Orr had to lean over to look at Zagreb. Red spots the size of poker chips had appeared on his cheeks. “There’s a leash law in this town,”

The lieutenant kept his hands in his pockets. “You forgot numbers.”

“I didn’t forget numbers,” Canal said. “I was saving them for last. We ain’t had a good bum sweep in five years. Your runners could get swept up for vagrancy, by accident of course. We’ll kick them loose as soon as you vouch for them, but them little paper bags they carry might get lost in Property. No big deal, I guess. How much dough can you carry in one of them little bags?”

“Who’s this Polack working for, himself or the department?” Orr picked up another mussel.

“I ain’t a Polack. I’m Ukrainian.”

“Fucking communist.”

Canal took his hands off the table. Tino took a step away from the wall. Zagreb patted the big man’s arm. Canal relaxed.

“The sergeant’s a Republican,” Zagreb said. “Anyway, the commies are our friends now. The common enemy, you know?”

Orr got open the shell, looked at the meat inside, then laid it on his plate. He tested the point of the knife against the ball of his thumb, then laid the knife down too and reached for the moist towel.

“I’ll ask some questions around,” he said. “I can’t promise anything.”

Zagreb said, “That makes two of us.”

chapter nine

A
FTER LEAVING
R
OMA’S,
M
AX
Zagreb said good night to the others and went back to his office at 1300 Beaubien. There was no one waiting for him in the two-room apartment on Michigan Avenue, and he didn’t feel like going back and listening to dance music from the Oriole Ballroom. He sublet the apartment from a marine whose last address was in Sydney, Australia, depositing his rent the first of every month in an escrow account at the National Bank of Detroit. On the same day he made his monthly mortgage payment to Detroit Manufacturers Bank to maintain the two-story house he’d moved out of on Rivard last December. His wife’s complaint, he remembered as he shuffled through the photographs of the slashed and bloated corpse that had surfaced in Flatrock Monday, was that he never discussed his work.

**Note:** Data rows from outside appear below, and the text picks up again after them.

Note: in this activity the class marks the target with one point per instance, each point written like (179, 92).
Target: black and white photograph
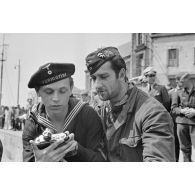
(97, 97)
(81, 97)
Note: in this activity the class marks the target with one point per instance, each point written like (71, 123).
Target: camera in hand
(47, 138)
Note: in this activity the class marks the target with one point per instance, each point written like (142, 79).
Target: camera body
(47, 138)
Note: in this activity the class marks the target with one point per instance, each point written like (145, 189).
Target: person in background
(2, 116)
(138, 128)
(155, 90)
(183, 107)
(7, 123)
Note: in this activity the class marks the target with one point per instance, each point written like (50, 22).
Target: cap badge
(48, 70)
(101, 55)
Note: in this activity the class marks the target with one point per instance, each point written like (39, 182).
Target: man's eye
(63, 91)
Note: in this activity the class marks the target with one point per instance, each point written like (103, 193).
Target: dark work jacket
(160, 93)
(183, 99)
(147, 134)
(88, 131)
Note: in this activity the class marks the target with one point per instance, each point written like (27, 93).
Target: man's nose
(97, 84)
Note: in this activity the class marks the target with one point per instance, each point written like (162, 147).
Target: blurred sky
(36, 49)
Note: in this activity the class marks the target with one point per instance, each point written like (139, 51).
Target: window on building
(140, 38)
(173, 57)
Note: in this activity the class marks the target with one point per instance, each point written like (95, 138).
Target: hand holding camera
(50, 147)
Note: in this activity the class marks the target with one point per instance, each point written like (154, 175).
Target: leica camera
(47, 138)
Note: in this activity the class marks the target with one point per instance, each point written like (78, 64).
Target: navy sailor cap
(50, 73)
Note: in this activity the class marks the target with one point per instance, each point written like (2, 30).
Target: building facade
(168, 53)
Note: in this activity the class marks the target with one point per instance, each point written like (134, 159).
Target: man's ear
(122, 74)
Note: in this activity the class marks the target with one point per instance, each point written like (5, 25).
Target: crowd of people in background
(12, 118)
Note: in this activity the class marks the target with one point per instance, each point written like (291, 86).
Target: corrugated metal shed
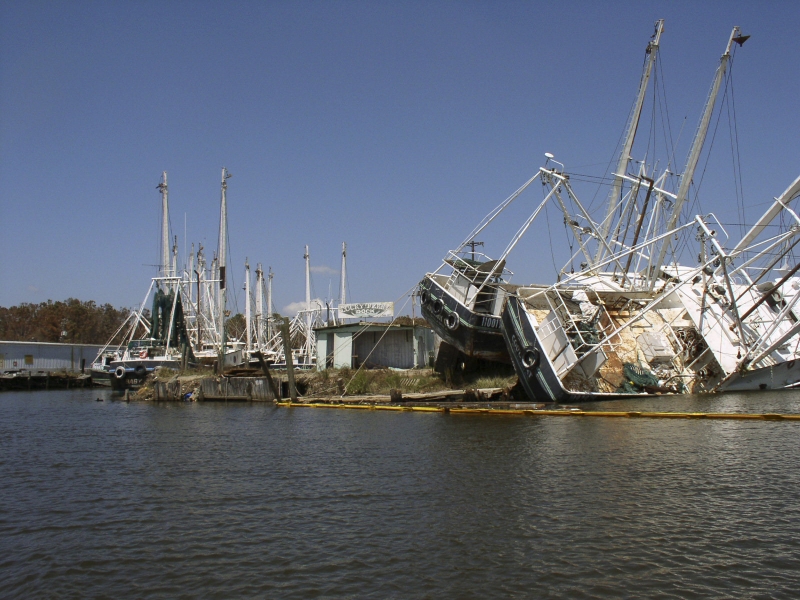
(374, 345)
(44, 356)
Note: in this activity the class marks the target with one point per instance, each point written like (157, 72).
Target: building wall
(342, 349)
(41, 356)
(394, 349)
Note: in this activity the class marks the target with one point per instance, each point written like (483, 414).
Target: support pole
(287, 353)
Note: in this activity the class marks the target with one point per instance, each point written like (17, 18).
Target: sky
(392, 126)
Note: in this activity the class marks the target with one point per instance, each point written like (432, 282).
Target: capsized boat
(463, 299)
(627, 322)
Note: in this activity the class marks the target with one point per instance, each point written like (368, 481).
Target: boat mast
(259, 304)
(342, 291)
(633, 125)
(222, 262)
(694, 153)
(247, 305)
(174, 271)
(162, 187)
(191, 274)
(269, 304)
(308, 304)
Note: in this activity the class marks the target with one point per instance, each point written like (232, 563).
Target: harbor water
(116, 499)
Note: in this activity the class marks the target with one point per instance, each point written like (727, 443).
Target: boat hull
(535, 372)
(101, 377)
(476, 335)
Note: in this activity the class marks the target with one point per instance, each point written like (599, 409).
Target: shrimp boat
(728, 323)
(464, 298)
(744, 305)
(160, 338)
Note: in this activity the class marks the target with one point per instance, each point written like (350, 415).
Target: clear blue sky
(393, 126)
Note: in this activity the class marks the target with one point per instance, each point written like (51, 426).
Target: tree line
(70, 321)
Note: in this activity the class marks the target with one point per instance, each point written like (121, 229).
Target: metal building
(46, 356)
(374, 345)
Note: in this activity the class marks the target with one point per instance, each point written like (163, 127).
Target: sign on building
(362, 310)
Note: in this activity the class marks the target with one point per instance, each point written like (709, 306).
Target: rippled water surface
(120, 499)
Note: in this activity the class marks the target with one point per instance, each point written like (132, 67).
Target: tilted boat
(667, 328)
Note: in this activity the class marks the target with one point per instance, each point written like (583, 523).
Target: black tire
(452, 321)
(530, 357)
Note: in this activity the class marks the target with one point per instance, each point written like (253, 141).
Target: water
(115, 499)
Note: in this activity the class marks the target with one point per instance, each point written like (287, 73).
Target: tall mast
(222, 262)
(174, 271)
(697, 147)
(191, 274)
(630, 135)
(343, 284)
(269, 304)
(308, 304)
(259, 304)
(201, 270)
(247, 305)
(162, 187)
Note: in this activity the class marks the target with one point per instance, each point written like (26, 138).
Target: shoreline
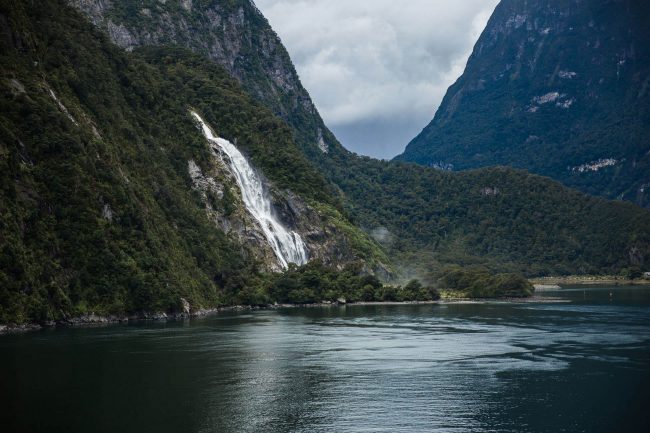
(94, 320)
(593, 280)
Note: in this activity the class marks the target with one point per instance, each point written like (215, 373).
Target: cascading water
(287, 245)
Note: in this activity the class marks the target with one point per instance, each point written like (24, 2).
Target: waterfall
(286, 244)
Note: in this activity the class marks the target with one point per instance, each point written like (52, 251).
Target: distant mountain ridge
(113, 202)
(558, 87)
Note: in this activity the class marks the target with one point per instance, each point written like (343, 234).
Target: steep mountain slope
(422, 216)
(235, 35)
(111, 200)
(560, 88)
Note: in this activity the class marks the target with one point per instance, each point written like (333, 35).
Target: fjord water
(287, 245)
(581, 365)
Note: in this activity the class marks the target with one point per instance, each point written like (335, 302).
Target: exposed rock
(187, 308)
(233, 34)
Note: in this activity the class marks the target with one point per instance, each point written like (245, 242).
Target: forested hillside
(98, 210)
(112, 201)
(560, 88)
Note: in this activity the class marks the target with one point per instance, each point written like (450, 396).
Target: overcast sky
(378, 69)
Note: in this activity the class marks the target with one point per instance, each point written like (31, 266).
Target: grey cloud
(378, 69)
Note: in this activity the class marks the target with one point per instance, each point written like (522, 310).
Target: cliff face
(111, 201)
(235, 35)
(561, 88)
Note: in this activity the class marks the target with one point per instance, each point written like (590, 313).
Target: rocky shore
(92, 320)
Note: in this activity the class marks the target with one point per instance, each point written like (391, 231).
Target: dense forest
(562, 92)
(98, 211)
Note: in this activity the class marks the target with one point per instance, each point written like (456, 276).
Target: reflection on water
(573, 366)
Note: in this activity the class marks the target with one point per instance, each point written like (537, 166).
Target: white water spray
(287, 245)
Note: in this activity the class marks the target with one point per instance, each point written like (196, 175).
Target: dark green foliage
(96, 207)
(314, 283)
(595, 55)
(502, 218)
(477, 282)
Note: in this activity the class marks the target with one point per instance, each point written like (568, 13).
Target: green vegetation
(314, 283)
(501, 218)
(97, 212)
(476, 282)
(600, 107)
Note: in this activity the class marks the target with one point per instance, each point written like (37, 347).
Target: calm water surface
(578, 366)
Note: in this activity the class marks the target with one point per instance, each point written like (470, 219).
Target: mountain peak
(552, 86)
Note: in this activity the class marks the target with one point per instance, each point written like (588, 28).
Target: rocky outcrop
(557, 87)
(233, 34)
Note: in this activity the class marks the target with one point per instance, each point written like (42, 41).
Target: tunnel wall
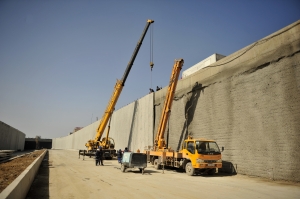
(11, 138)
(248, 102)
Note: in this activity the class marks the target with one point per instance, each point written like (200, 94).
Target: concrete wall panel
(248, 102)
(11, 138)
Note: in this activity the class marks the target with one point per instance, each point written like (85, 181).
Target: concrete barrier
(19, 188)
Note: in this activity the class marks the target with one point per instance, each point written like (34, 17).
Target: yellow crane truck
(107, 143)
(196, 155)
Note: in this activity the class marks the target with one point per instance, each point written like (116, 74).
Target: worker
(97, 157)
(151, 90)
(100, 156)
(119, 155)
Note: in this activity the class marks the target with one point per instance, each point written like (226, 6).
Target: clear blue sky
(59, 60)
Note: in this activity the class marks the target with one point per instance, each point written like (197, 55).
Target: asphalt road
(63, 175)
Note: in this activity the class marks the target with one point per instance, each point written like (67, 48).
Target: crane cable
(151, 52)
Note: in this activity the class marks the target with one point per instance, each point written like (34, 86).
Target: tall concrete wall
(131, 126)
(248, 102)
(11, 138)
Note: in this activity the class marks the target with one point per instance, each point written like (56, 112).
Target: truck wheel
(156, 165)
(123, 168)
(189, 169)
(211, 172)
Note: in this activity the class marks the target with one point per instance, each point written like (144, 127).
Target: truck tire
(189, 169)
(156, 165)
(211, 172)
(123, 168)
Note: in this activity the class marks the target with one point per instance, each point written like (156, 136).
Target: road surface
(63, 175)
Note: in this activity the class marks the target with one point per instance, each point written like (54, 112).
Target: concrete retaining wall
(21, 185)
(248, 102)
(11, 138)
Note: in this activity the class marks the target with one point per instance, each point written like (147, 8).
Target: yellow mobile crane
(196, 155)
(107, 143)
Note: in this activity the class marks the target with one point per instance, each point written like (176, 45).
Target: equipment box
(134, 160)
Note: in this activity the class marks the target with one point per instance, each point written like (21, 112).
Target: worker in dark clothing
(119, 155)
(97, 157)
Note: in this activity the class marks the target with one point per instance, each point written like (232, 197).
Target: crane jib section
(159, 140)
(116, 93)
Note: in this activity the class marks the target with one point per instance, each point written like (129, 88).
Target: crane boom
(159, 140)
(91, 144)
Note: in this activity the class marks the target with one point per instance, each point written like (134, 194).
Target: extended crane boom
(159, 140)
(105, 143)
(196, 155)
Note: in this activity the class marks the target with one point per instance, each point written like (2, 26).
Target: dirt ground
(9, 171)
(63, 175)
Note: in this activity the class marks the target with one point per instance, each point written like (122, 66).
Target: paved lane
(66, 176)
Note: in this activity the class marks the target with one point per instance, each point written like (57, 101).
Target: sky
(60, 60)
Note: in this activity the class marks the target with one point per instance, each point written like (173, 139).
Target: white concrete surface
(21, 185)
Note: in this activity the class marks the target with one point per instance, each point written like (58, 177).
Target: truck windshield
(204, 147)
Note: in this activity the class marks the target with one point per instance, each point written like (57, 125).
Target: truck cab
(202, 156)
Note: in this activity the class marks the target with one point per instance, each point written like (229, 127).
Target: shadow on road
(40, 186)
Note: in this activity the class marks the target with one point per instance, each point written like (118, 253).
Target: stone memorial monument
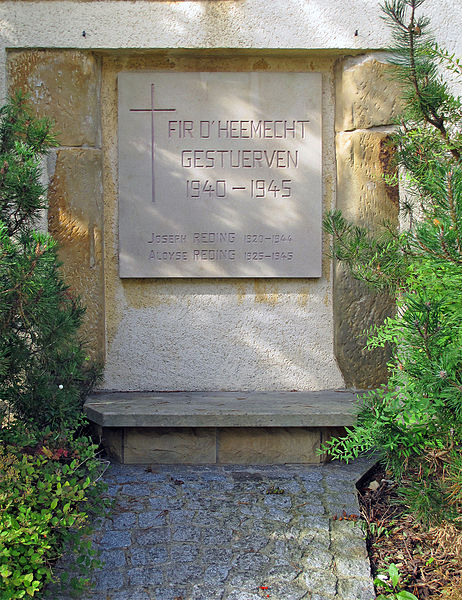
(220, 174)
(200, 143)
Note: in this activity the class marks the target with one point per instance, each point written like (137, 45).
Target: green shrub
(42, 499)
(44, 372)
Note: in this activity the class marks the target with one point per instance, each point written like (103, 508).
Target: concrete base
(263, 428)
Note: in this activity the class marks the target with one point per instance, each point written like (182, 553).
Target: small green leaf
(394, 574)
(404, 595)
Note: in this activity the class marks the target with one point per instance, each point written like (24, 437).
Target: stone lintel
(326, 408)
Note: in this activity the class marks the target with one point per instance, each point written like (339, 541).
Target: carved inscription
(219, 174)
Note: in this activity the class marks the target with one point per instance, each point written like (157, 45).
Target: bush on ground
(48, 475)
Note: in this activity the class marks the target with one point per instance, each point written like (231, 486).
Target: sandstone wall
(213, 334)
(366, 105)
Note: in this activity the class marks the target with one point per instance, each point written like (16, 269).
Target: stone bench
(219, 427)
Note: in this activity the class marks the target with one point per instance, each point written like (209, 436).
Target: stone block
(266, 445)
(63, 85)
(169, 445)
(366, 199)
(112, 439)
(75, 219)
(363, 158)
(367, 95)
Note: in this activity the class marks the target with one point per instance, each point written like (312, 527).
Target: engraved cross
(152, 110)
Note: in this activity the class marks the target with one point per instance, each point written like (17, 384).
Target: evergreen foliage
(415, 421)
(44, 376)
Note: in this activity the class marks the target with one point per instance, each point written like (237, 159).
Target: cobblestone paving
(232, 533)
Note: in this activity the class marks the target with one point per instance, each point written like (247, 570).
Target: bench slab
(325, 408)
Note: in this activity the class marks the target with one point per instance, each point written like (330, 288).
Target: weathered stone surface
(325, 408)
(64, 85)
(75, 218)
(364, 198)
(268, 445)
(112, 438)
(367, 95)
(363, 157)
(170, 446)
(219, 551)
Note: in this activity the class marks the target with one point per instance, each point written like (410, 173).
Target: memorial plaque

The office had even less of the personal touch than the apartment, but at least it was supposed to be that way. His Academy class picture, just another stamped-out face in an oval among three rows of them, hung crooked between a war map and a bulletin board shingled three-deep with FBI wanted circulars, most of them featuring espionage suspects. A Stroh’s beer case stuffed with files stood atop a scratched green file cabinet—overflow from the drawers—and a black Royal typewriter with a wide document carriage occupied a metal stand next to his yellow oak desk, a scrapyard of arrest forms, stacks of copies of the
News, Times,
and
Free Press
turning orange, and unwashed coffee mugs serving double duty as paperweights. There was a coffin-shaped Airline radio with a police scanner and a steel wastebasket bearing a label reading
WARNING

VOLATILE MATERIAL
that he had inherited from the room’s former occupant, who had appropriated it from the Chrysler tank plant before shipping out to England. Someone had pasted a cutout of Betty Boop to the inside of the frosted-glass door, then tried to remove it with a scrub brush, leaving only the huge eyes and chronic pout. Something about it reminded him of the KILROY WAS HERE cartoon on the sidewalk in front of the house where Anna Levinski was killed. He’d thought about finding a brush and finishing the job, but had decided against it. A little reminder couldn’t hurt.